Sponsor Deadline
Posted: 4/18/2022

To Assess a Long-Standing Administrative Exclusion under Federal Employment Tax Law for People with Disabilities in Congregate Work Settings for Federal Employment Tax Purposes

An in-depth assessment of a long-standing tax policy exclusion for employees with disabilities in congregate work settings (“sheltered workshops”) that results in “dueling classifications” that conflicts with other federal employment statutes and results in a question whether people with disabilities should be classified as “clients” or “employees.” It will examine potential conflicts of federal employment and tax laws defining an "employee" – for purposes of eligibility for benefits under the Federal Insurance Contribution Act (“FICA”) and other federal employment benefits. 

In most circumstances, the Federal Insurance Contributions Act (FICA) generally requires employees and employers to pay taxes on all “wages” employees receive, 26 U.S.C. §§ 3101(a), 3111(a), and defines “wages” to include “all remuneration for employment,” § 3121(a). FICA defines “employment” as “any service . . . performed . . . by an employee for the person employing him,” § 3121(b). Unlike other federal employment laws like the Fair Labor Standards Act’s definition of employee however, FICA’s definition of “employee” applies an independent analysis under common law rules in determining the employer-employee relationship and the status of an employee. § 3121(d)(2). Likewise, the Social Security Act, which governs workers' eligibility under the OASDI program, contains a materially identical employee analysis to I.R.C. § 3121(d)(2). 42 U.S.C.S. § 410(j)(2), also citing to common law rules to determine whether an employer-employee relationship exists.

Since a 1965 Revenue Ruling, the Treasury Department has consistently determined that people with disabilities in congregate work settings are not “employees” for federal employment tax purposes. In 1969, the Commissioner of the Social Security Administration issued a ruling that adopted a materially identical exclusion to the one used by the IRS and determined that workers with disabilities in congregate work settings could not be considered employees of the facility until after completing its rehabilitation program and meeting common law employment rules. SSR 69-60. Since these 1960s rulings, both SSA and the Internal Revenue Service (IRS) have maintained that an individual participating in a congregate work setting’s training or rehabilitation program could not be considered an employee of the workshop. Accordingly, the compensation received from the congregate work settings could not be considered wages for Social Security coverage purposes and not subject to FICA taxes. Both agencies further held that only after completing the facility’s training or rehabilitation program could a person be considered an employee of the congregate work setting.

A review of IRS Private Letter Rulings (PLRs) shows that over several years, the agency issued a series of decisions on behalf of “sheltered workshops,” which was used to re-classify workers with disabilities as “clients” and deny their employment status. These rulings may have been used to retroactively re-classify the compensation they received as no longer being “wages” subject to FICA taxes and despite any employment determinations made by the Department of Labor. Following this trend, sheltered workshops may have turned to the Department of Justice to settle lawsuits against the IRS and claim FICA tax refunds claiming their work settings were similar to other workshops that previously received PLRs. 

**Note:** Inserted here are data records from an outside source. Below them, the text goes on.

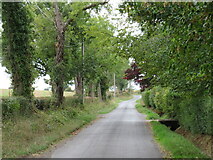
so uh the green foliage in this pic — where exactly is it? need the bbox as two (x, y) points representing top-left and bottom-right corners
(2, 97), (32, 119)
(177, 95), (213, 135)
(119, 2), (213, 136)
(63, 97), (85, 108)
(2, 98), (20, 118)
(119, 2), (212, 95)
(34, 98), (53, 110)
(148, 87), (158, 109)
(152, 87), (178, 117)
(142, 89), (150, 107)
(2, 2), (34, 99)
(31, 3), (56, 77)
(142, 86), (213, 135)
(31, 3), (127, 103)
(67, 16), (128, 99)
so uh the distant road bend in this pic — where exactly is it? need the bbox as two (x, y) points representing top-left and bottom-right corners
(51, 95), (162, 158)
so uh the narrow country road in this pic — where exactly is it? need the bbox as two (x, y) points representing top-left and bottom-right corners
(51, 95), (162, 158)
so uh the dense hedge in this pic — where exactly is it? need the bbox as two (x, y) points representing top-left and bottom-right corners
(142, 86), (212, 135)
(1, 97), (34, 118)
(1, 96), (97, 120)
(177, 95), (212, 135)
(34, 98), (53, 110)
(142, 87), (179, 118)
(2, 97), (53, 119)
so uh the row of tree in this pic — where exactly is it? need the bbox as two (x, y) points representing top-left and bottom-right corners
(2, 2), (129, 107)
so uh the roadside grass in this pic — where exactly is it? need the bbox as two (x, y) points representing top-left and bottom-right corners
(135, 100), (168, 120)
(0, 89), (74, 98)
(136, 103), (160, 120)
(2, 95), (132, 158)
(151, 121), (208, 158)
(136, 99), (209, 159)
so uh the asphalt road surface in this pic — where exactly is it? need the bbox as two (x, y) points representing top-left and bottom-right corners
(51, 95), (162, 158)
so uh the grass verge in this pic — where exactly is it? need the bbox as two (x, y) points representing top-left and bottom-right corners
(2, 95), (132, 158)
(135, 99), (168, 120)
(136, 99), (209, 159)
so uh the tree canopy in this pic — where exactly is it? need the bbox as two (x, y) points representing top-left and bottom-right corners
(119, 2), (212, 95)
(1, 2), (130, 106)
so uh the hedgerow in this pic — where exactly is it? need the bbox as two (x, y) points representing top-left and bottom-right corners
(142, 86), (212, 135)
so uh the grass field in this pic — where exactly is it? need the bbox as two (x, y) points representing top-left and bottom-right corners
(0, 89), (74, 98)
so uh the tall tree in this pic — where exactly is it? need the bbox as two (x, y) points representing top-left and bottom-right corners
(2, 2), (34, 99)
(52, 2), (108, 106)
(31, 2), (108, 106)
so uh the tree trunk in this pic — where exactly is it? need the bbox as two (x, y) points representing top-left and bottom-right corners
(88, 82), (95, 99)
(51, 2), (108, 106)
(53, 3), (65, 107)
(98, 82), (102, 101)
(50, 78), (56, 96)
(91, 83), (95, 99)
(74, 73), (83, 96)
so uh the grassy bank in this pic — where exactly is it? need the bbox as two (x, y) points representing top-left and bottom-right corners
(2, 95), (132, 158)
(135, 100), (209, 159)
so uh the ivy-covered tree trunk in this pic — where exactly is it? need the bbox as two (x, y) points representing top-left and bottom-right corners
(2, 2), (34, 99)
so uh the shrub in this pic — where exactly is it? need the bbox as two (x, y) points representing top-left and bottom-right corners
(154, 87), (180, 118)
(2, 96), (32, 119)
(2, 97), (54, 119)
(163, 90), (181, 118)
(63, 97), (83, 108)
(144, 86), (180, 118)
(142, 89), (150, 107)
(177, 95), (213, 135)
(149, 87), (158, 108)
(144, 86), (212, 135)
(34, 98), (52, 110)
(2, 98), (20, 118)
(147, 86), (164, 110)
(153, 87), (164, 112)
(18, 96), (33, 114)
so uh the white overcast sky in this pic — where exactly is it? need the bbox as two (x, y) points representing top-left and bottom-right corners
(0, 0), (141, 90)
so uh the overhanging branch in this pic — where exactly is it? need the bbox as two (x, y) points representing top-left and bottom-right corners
(63, 1), (108, 30)
(83, 1), (108, 11)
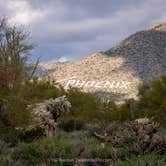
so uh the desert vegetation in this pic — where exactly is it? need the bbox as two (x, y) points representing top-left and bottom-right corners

The purpose of this report is to study the legal implications that may result from the Treasury Department’s 1965 analysis of the employment status of people with disabilities in congregate work settings that may result in dueling classifications for federal employment tax purposes that allows employers to classify workers as a “client under a rehabilitation program” and not employees. It will also look at other federal employment laws that may have adopted the Treasury Department’s analysis that may include the National Labor Relations Act and the Employee Retirement Income Security Act of 1974.